L’apparence donne beaucoup de pouvoir aux idées : le philosophe est comme un acteur, a performing artist, et la distance qu’il y a entre convaincre et persuader est comblée - ou non - par le corps.” Shusterman se réfère, entre autres, à Wittgenstein, dont les élèves décrivaient abondamment l’allure impériale, le regard souvent féroce, la personnalité très “physique”... Une somaesthétique très palpable aussi, dans l’abécédaire de Deleuze par exemple, dans les cours de Roland Barthes aussi.

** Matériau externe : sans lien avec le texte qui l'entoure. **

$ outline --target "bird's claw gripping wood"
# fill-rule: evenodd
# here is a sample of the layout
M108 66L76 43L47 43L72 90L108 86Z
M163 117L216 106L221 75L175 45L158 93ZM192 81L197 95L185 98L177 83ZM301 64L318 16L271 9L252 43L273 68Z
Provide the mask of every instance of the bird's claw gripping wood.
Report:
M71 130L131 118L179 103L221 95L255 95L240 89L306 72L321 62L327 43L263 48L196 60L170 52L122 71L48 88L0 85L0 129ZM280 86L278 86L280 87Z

Le “style”, ainsi, qu’il soit la présentation physique de soi-même ou l’expression parlée ou écrite, implique un choix. Il peut être, de manière plus ou moins inconsciente, l’expression du caractère ; il peut aussi être travaillé, jusqu’à l’excès – mais dans tous les cas, le style est un choix. De manière intéressante, le terme même de “style”, si on se réfère à l’écriture, ne vient pas de la physicalité des mots (la bouche, les cordes vocales, la respiration) mais du geste corporel d’écrire – de graver, avec un “stylet”... Le style est donc contextuel, en relation avec les instruments utilisés pour écrire. Le “traitement” de texte induit d’autres formes stylistiques que l’antique machine à écrire et réécrire, avec ses contraintes et ses marges... La plasticité du langage ET le choix du style rejoignent la plasticité somatique et le choix de son corps, ceci dans la limite des contraintes de base liées tant au corps qu’à l’écriture d’une époque donné. Il y a une “stratégie du style” (selon Laurent Jenny ) comme il existe une “stratégie somaesthétique”. Le style a affaire à de “l’étrange” dans la langue – à de l’étrange dans le corps peut-être aussi – étrange, étranger à l’autre et propre à soi-même.